As every year on 8th June, it is World Ocean Day, which stresses the key role the oceans play in our existence, the fundamental place they occupy in our ecosystem and the threats that human activities represent...
In the context of this day supported by the IMOCA class, the latter has just signed an agreement showing their support for the Appeal for the ocean to be seen as a common good of mankind (Ocean As Common) launched a year ago by the French sailor, Catherine Chabaud.
The IMOCA class, some of the skippers of which have signed up personally to measures in support of environmental causes, will shortly be issuing a programme of concrete measures, involving many people involved in acting more responsibly and showing greater respect for the environment.

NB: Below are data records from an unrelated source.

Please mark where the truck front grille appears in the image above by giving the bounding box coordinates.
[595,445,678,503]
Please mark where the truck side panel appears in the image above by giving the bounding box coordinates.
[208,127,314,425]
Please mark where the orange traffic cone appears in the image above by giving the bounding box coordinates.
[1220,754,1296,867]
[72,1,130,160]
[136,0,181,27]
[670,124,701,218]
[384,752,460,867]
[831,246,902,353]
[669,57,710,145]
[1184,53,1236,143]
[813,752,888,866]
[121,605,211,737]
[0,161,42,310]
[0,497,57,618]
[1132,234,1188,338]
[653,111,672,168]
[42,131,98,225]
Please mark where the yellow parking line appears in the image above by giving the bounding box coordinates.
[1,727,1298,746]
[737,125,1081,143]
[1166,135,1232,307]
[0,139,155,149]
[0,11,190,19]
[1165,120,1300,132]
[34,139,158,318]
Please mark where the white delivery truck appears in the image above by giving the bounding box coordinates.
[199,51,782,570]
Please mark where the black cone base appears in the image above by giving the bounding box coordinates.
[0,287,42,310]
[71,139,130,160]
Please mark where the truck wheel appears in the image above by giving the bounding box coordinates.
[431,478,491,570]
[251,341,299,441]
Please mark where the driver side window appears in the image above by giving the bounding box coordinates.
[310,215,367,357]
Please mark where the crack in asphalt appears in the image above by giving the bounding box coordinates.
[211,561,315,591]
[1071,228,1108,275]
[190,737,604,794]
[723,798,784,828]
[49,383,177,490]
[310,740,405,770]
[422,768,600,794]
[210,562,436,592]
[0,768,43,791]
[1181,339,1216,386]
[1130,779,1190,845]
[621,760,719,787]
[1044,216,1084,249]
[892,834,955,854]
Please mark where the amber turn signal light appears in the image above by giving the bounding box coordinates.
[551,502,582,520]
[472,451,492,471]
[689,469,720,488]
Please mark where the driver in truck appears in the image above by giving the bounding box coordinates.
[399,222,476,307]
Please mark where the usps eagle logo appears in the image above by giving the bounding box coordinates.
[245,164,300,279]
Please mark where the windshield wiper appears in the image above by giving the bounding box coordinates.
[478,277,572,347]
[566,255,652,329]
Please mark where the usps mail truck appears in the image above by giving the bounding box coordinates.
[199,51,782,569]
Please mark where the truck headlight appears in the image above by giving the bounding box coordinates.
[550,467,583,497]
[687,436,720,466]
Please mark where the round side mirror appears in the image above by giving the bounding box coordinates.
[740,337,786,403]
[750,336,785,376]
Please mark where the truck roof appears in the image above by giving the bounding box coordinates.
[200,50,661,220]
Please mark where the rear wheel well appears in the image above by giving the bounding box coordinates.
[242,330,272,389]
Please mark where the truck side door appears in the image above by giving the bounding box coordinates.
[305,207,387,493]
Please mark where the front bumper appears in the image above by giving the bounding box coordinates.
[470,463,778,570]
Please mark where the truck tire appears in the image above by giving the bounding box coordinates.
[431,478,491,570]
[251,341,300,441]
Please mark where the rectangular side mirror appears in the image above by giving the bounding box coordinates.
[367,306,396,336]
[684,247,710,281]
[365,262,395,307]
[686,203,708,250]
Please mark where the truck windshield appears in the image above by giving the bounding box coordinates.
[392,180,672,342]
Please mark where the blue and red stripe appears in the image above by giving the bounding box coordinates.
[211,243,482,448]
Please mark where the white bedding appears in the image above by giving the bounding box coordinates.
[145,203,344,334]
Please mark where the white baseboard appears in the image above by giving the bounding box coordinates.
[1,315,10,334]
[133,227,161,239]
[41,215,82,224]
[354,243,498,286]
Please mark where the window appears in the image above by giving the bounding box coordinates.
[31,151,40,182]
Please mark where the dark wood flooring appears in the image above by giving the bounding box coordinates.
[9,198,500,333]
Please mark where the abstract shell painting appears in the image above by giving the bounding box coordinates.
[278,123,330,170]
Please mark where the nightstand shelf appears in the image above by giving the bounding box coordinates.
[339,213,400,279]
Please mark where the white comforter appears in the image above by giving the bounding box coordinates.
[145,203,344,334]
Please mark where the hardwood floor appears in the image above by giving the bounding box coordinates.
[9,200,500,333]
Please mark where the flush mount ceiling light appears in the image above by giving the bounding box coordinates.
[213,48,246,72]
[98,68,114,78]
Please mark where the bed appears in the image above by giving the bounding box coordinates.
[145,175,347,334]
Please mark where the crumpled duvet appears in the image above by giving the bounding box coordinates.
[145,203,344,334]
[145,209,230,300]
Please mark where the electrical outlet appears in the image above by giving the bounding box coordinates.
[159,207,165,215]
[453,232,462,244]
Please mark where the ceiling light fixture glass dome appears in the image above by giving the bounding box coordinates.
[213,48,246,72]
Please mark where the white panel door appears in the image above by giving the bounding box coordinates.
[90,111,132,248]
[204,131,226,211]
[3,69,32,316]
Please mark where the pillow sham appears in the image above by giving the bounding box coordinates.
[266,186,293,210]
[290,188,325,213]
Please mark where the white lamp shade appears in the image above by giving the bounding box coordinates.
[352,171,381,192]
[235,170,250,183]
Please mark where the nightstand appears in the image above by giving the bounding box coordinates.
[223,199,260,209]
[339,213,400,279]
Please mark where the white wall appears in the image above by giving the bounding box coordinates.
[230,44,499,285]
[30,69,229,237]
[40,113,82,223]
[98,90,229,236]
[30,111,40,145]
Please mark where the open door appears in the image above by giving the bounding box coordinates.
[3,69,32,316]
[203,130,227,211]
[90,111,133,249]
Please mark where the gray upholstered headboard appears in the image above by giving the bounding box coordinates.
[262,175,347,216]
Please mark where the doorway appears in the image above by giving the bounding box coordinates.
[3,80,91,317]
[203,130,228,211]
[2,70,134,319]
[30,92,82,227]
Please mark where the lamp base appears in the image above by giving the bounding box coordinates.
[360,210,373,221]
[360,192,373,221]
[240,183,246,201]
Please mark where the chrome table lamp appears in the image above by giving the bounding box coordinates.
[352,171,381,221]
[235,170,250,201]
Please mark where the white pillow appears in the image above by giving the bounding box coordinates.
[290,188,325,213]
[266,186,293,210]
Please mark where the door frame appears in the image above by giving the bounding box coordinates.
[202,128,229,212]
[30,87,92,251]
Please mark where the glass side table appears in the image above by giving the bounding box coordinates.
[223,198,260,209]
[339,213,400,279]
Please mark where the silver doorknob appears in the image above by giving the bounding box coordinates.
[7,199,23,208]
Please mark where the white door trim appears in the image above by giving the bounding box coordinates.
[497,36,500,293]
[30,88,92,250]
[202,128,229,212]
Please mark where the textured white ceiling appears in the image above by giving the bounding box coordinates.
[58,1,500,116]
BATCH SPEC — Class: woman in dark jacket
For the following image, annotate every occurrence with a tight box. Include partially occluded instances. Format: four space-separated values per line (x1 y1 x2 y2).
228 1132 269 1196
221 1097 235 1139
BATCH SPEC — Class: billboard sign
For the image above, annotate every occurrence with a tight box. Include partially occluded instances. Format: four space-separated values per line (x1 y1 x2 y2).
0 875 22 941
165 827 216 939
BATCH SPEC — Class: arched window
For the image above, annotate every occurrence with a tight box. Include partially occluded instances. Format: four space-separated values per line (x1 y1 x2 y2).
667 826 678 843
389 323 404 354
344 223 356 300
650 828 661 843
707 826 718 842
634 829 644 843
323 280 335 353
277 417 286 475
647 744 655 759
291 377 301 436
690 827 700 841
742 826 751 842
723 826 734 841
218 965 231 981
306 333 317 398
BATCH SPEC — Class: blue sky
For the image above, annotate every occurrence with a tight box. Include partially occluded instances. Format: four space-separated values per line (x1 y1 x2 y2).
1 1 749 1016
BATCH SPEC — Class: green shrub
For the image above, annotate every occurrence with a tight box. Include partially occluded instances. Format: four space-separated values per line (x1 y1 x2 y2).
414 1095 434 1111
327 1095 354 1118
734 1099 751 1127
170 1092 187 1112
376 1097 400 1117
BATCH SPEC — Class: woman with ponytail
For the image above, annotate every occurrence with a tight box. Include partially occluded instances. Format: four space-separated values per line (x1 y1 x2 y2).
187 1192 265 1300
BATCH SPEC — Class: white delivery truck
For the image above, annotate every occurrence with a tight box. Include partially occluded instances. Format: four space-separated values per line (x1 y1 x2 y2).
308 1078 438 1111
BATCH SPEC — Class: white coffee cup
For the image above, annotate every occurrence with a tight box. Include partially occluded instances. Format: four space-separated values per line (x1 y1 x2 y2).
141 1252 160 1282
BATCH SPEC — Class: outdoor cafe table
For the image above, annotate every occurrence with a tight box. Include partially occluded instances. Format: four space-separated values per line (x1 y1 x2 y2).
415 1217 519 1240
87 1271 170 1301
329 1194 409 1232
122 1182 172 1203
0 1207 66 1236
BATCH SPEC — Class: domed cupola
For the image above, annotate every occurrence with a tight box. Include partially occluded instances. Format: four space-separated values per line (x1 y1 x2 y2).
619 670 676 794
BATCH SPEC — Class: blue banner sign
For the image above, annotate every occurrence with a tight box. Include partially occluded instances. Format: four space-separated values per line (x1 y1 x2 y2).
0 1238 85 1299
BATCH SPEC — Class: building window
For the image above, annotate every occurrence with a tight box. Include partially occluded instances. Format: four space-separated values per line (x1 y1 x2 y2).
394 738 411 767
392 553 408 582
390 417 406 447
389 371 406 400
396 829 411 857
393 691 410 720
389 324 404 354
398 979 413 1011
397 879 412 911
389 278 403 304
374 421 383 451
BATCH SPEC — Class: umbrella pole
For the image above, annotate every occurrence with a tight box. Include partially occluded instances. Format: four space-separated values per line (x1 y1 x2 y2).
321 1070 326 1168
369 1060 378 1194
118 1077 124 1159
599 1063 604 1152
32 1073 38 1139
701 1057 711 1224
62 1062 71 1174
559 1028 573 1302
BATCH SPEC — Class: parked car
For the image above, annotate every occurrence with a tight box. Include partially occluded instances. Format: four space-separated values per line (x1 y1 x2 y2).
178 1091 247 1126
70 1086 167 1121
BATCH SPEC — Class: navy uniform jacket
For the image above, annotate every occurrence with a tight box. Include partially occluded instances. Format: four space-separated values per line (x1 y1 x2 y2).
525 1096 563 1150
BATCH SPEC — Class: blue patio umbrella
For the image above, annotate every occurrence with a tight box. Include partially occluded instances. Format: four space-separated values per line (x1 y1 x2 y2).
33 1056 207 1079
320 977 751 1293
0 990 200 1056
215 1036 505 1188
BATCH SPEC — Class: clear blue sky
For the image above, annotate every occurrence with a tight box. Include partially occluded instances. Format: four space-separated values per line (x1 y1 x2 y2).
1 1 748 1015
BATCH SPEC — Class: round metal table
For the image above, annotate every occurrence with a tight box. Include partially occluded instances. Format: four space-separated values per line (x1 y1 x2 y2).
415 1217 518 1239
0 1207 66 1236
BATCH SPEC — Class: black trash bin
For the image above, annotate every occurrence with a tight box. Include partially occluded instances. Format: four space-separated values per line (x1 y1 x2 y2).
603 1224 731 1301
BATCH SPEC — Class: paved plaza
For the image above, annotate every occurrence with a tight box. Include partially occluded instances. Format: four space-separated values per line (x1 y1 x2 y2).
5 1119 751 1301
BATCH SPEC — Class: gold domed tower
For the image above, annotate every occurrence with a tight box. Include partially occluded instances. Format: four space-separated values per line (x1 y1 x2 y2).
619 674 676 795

The IMOCA class continues to support the Ocean As Common project
For a year now, the IMOCA class has been supporting the Appeal for the Ocean to be seen as a common good for mankind (www.OceanAsCommon.org), which was launched on 8th June 2018 during the Monaco Globe Series. To make this partnership official, the Class has just signed an agreement with Ocean As Common expressing their support of its message and carrying out concrete policies at IMOCA events. As during the Guyader Grand Prix that was held in May, the measures within the Ocean As Common programme will be stepped up this year and will be seen at various events, including the exhibition “The Sea XXL” in Nantes, the Azimut Challenge in Lorient, and the Transat Jacques Vabre in Le Havre. Next year, Ocean As Common will be involved in several major IMOCA events including The Transat, the New York-Vendée and the Vendée Globe.
IMOCA skippers committed to protecting the ocean
Sailors, particularly when sailing around the world relying on wind power, have been able to witness for themselves the impact of man on his environment. They are vital observers and legitimate ambassadors for the preservation of the oceans and the sustainability of the natural environment in which they live and work. Some of them have developed sustainable development programmes and go even further placing the protection of the oceans at the heart of their projects, whether they are scientific or educational.
With his project “Time For Oceans,” Stéphane Le Diraison wants to stress that the preservation of the oceans should concern everyone. He invites us all to take part on our own level (citizens, businesses, leaders). Winner of the 2018 Route du Rhum, Paul Meilhat is at the vanguard of the movement underlining what is at stake in terms of the environment, particularly in his role as ambassador for the Surfrider Foundation Europe. German sailor, Boris Herrmann has fitted solar panels and very efficient hydrogenerators which should supply him with 100 % of the energy required without ever using his engine. “It is a great symbol trying to complete the round the world voyage without using a drop of diesel,” declared Boris, who is also taking a mini oceanographic lab aboard with him and has come up with an educational programme, “My Ocean Challenge,” which is aimed at children between the ages of 8 and 12. As for Alexia Barrier, she set up the 4myplanet project, which has made available an educational kit about the oceans (for primary and secondary schools) and is also committed to working on scientific and technological schemes linked to environmental protection.
The IMOCA skippers state their case in the “NAVIGUER ÉCOLOGIQUE” (How to sail ecologically) book
Published a few weeks ago, the book "Naviguer Écologique" by Rachel Moreau, who was one of the authors of the Appeal for the ocean to be seen as a commoon good for mankind, deals with eco-friendly ways of sailing, as we look at the future of the ocean and our planet. This guide offers several rules and recommends certain measures to reduce the human impact. It features statements by IMOCA skippers, such as Paul Meilhat, Alexia Barrier, Loick Peyron, Alan Roura and Vincent Riou, who is also signed up with the WWF: "If I can bring along my vision showing the importance of sustainable fishing, the interest in developing protected maritime zones or if I can make the public more aware of plastic pollution in our oceans, it will give my ocean racing project a real meaning."